Two interesting claims of workplace religious discrimination have reached a conclusion.
In one, Burger King settled the claim of a worker who refused the employee dress code because her Pentecostal beliefs require her to wear dresses or skirts. The fast food chain agreed to go through corporate training on workplace accommodation of religious beliefs and to pay the plaintiff $25,000. You can read the consent decree here (pdf).
In the other, a judge dismissed an EEOC complaint (pdf) on behalf of a Rent-A-Center employee whose religious beliefs prohibited him from working on Saturdays. The court found the company had demonstrated an “undue hardship” in accommodating those beliefs.
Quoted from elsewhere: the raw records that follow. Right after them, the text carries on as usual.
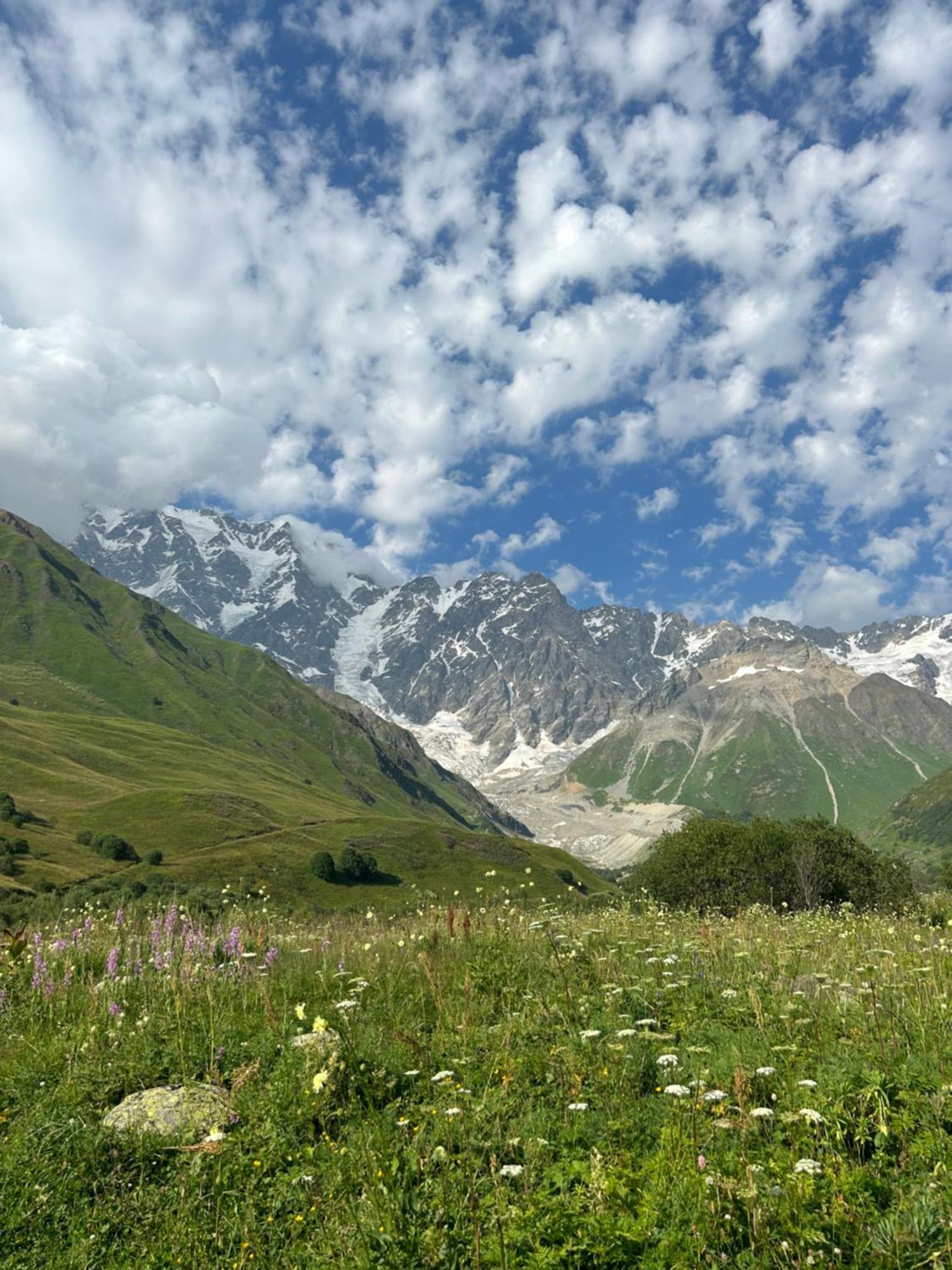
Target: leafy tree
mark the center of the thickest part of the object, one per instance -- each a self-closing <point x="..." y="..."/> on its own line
<point x="10" y="812"/>
<point x="799" y="864"/>
<point x="357" y="866"/>
<point x="323" y="866"/>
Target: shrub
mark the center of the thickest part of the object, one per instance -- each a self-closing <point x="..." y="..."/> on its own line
<point x="323" y="866"/>
<point x="109" y="845"/>
<point x="357" y="866"/>
<point x="10" y="812"/>
<point x="799" y="864"/>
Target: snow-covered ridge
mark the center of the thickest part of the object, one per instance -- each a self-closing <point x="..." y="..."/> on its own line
<point x="494" y="675"/>
<point x="743" y="671"/>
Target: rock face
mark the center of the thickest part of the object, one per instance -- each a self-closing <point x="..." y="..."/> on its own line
<point x="779" y="730"/>
<point x="492" y="675"/>
<point x="185" y="1114"/>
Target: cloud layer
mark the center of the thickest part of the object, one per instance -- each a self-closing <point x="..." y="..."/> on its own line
<point x="397" y="266"/>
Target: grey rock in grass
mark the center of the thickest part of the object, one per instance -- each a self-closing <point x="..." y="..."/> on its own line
<point x="185" y="1113"/>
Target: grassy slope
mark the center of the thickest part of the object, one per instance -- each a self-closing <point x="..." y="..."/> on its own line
<point x="921" y="822"/>
<point x="374" y="1172"/>
<point x="764" y="770"/>
<point x="130" y="721"/>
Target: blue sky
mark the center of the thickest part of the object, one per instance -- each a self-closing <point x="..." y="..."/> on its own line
<point x="654" y="298"/>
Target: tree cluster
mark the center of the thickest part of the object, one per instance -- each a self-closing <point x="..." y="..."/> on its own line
<point x="109" y="845"/>
<point x="723" y="864"/>
<point x="11" y="813"/>
<point x="352" y="867"/>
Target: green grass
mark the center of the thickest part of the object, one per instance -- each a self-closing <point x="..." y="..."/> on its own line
<point x="120" y="718"/>
<point x="532" y="1010"/>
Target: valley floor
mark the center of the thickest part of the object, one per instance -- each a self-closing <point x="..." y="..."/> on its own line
<point x="505" y="1086"/>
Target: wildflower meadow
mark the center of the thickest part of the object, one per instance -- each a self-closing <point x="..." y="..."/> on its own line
<point x="505" y="1086"/>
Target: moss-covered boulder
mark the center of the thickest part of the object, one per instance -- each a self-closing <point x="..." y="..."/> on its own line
<point x="182" y="1113"/>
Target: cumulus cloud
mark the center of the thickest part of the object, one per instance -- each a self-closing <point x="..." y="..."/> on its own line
<point x="832" y="594"/>
<point x="548" y="530"/>
<point x="393" y="279"/>
<point x="573" y="581"/>
<point x="663" y="500"/>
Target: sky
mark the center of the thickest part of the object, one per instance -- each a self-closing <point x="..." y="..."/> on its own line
<point x="654" y="298"/>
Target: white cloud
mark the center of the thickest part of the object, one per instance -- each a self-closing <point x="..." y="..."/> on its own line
<point x="192" y="302"/>
<point x="781" y="35"/>
<point x="573" y="581"/>
<point x="663" y="500"/>
<point x="832" y="594"/>
<point x="548" y="530"/>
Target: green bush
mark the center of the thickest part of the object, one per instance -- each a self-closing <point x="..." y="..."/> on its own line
<point x="357" y="866"/>
<point x="323" y="866"/>
<point x="800" y="864"/>
<point x="10" y="812"/>
<point x="109" y="845"/>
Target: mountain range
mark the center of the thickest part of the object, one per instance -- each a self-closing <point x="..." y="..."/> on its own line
<point x="117" y="717"/>
<point x="493" y="675"/>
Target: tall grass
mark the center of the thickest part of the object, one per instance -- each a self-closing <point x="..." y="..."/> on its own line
<point x="513" y="1086"/>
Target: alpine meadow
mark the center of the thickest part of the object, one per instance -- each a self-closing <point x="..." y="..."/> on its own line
<point x="475" y="636"/>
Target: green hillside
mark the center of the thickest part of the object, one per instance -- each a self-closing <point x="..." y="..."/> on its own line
<point x="119" y="717"/>
<point x="777" y="741"/>
<point x="920" y="825"/>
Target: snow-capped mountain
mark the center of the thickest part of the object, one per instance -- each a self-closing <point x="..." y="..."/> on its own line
<point x="492" y="675"/>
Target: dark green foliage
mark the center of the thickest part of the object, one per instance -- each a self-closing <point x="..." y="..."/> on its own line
<point x="323" y="866"/>
<point x="15" y="846"/>
<point x="11" y="813"/>
<point x="357" y="866"/>
<point x="109" y="845"/>
<point x="797" y="864"/>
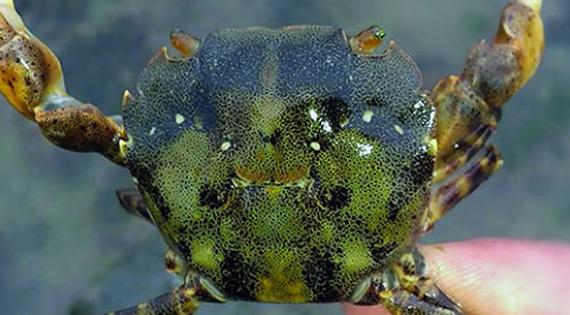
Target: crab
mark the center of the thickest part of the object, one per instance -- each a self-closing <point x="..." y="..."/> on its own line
<point x="292" y="165"/>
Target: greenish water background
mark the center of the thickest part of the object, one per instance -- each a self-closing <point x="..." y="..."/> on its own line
<point x="65" y="243"/>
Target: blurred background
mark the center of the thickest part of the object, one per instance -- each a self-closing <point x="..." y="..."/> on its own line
<point x="66" y="246"/>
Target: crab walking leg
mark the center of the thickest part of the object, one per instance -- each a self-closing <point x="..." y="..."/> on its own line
<point x="181" y="301"/>
<point x="493" y="73"/>
<point x="133" y="202"/>
<point x="448" y="195"/>
<point x="406" y="289"/>
<point x="31" y="80"/>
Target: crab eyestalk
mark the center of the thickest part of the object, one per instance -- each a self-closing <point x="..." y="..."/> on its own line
<point x="368" y="40"/>
<point x="186" y="44"/>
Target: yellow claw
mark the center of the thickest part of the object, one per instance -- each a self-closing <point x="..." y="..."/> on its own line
<point x="521" y="27"/>
<point x="535" y="5"/>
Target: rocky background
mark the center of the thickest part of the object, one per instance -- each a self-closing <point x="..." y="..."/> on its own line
<point x="66" y="246"/>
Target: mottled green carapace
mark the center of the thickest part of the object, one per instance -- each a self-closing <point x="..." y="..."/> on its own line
<point x="291" y="165"/>
<point x="280" y="165"/>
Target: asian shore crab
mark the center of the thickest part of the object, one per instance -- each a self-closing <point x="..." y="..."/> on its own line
<point x="289" y="165"/>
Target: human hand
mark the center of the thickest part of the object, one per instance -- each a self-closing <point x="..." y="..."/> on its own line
<point x="498" y="277"/>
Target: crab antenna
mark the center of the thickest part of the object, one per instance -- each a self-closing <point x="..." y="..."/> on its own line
<point x="367" y="40"/>
<point x="186" y="44"/>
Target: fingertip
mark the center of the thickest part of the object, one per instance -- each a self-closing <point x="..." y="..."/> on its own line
<point x="502" y="277"/>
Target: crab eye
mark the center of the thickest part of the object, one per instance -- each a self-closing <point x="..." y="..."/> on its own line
<point x="368" y="40"/>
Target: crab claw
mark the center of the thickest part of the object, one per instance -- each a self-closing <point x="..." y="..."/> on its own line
<point x="30" y="72"/>
<point x="367" y="40"/>
<point x="31" y="79"/>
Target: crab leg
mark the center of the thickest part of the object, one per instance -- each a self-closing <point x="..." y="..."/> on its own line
<point x="406" y="289"/>
<point x="448" y="195"/>
<point x="469" y="106"/>
<point x="133" y="202"/>
<point x="181" y="301"/>
<point x="31" y="79"/>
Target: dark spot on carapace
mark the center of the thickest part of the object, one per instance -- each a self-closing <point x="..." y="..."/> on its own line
<point x="237" y="276"/>
<point x="318" y="272"/>
<point x="375" y="102"/>
<point x="337" y="111"/>
<point x="421" y="168"/>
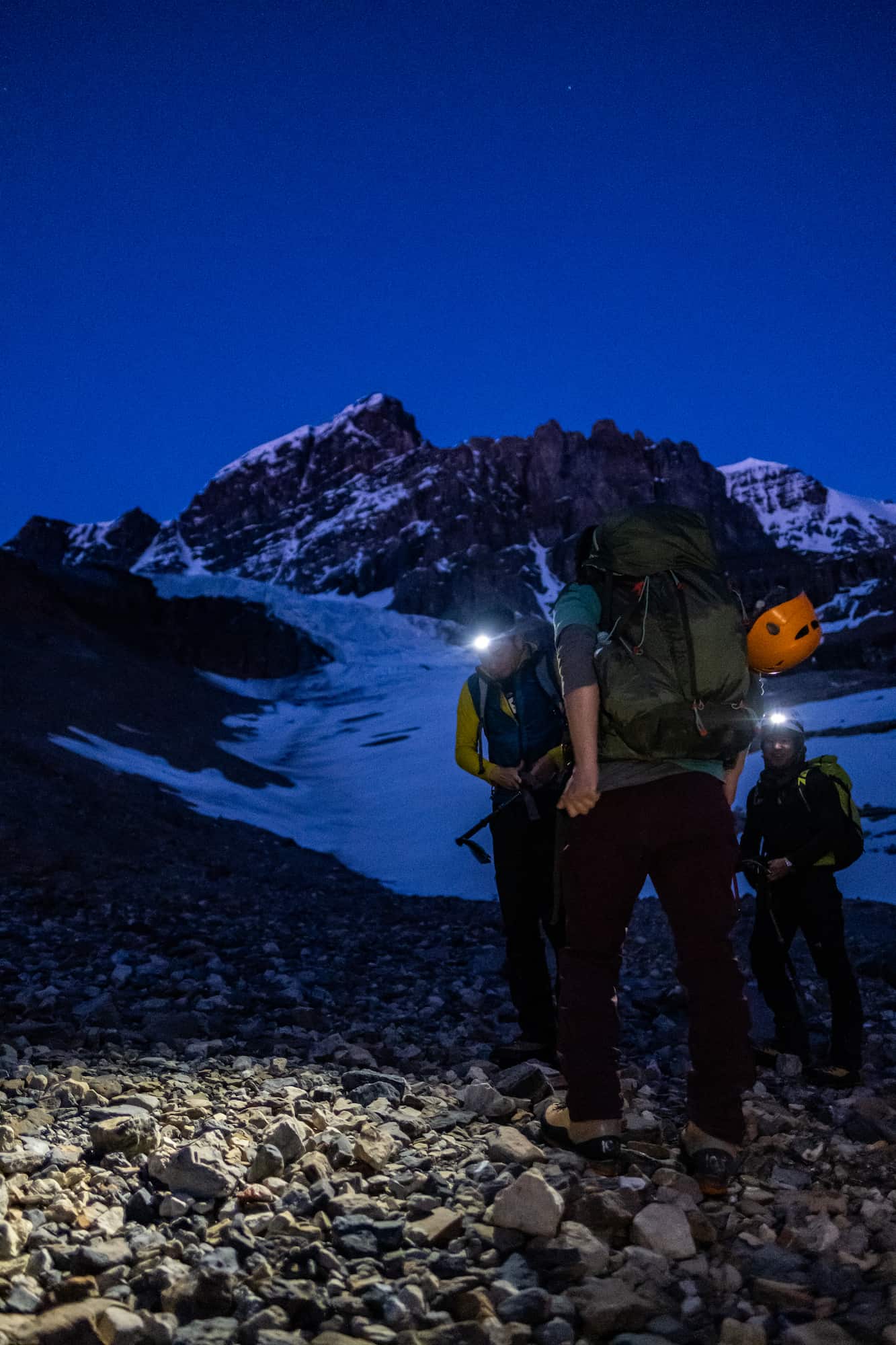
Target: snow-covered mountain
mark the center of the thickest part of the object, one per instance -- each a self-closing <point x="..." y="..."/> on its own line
<point x="364" y="504"/>
<point x="795" y="510"/>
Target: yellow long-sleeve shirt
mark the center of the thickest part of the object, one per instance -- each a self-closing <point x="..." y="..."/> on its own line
<point x="467" y="734"/>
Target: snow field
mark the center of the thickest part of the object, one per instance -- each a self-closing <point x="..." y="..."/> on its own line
<point x="368" y="747"/>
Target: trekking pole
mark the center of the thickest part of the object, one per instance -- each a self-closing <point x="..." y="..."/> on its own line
<point x="762" y="891"/>
<point x="477" y="851"/>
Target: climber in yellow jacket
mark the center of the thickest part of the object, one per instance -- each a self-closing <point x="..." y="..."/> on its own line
<point x="513" y="703"/>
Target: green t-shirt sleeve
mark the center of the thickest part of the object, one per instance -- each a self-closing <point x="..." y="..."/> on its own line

The Court will not require RAC to undertake the accommodation. Leaving the store without a Store Manager on Saturdays would cause an “undue hardship” to RAC by “impair[ing] [critical] functions”—it would deprive the store of the significant supervisory, managerial, customer-care and other functions that RAC Store Managers are charged with at the very time when these functions are most needed. Because of the importance of the position, the centrality of Saturdays in RAC’s weekly cycle, and of RAC’s scheduling policy reflects these two facts by requiring all Store Managers to work on Saturdays, this Court is satisfied that the evidence shows that leaving the position blank on Saturdays imposes “more than a de minimis cost” on the conduct of RAC’s business.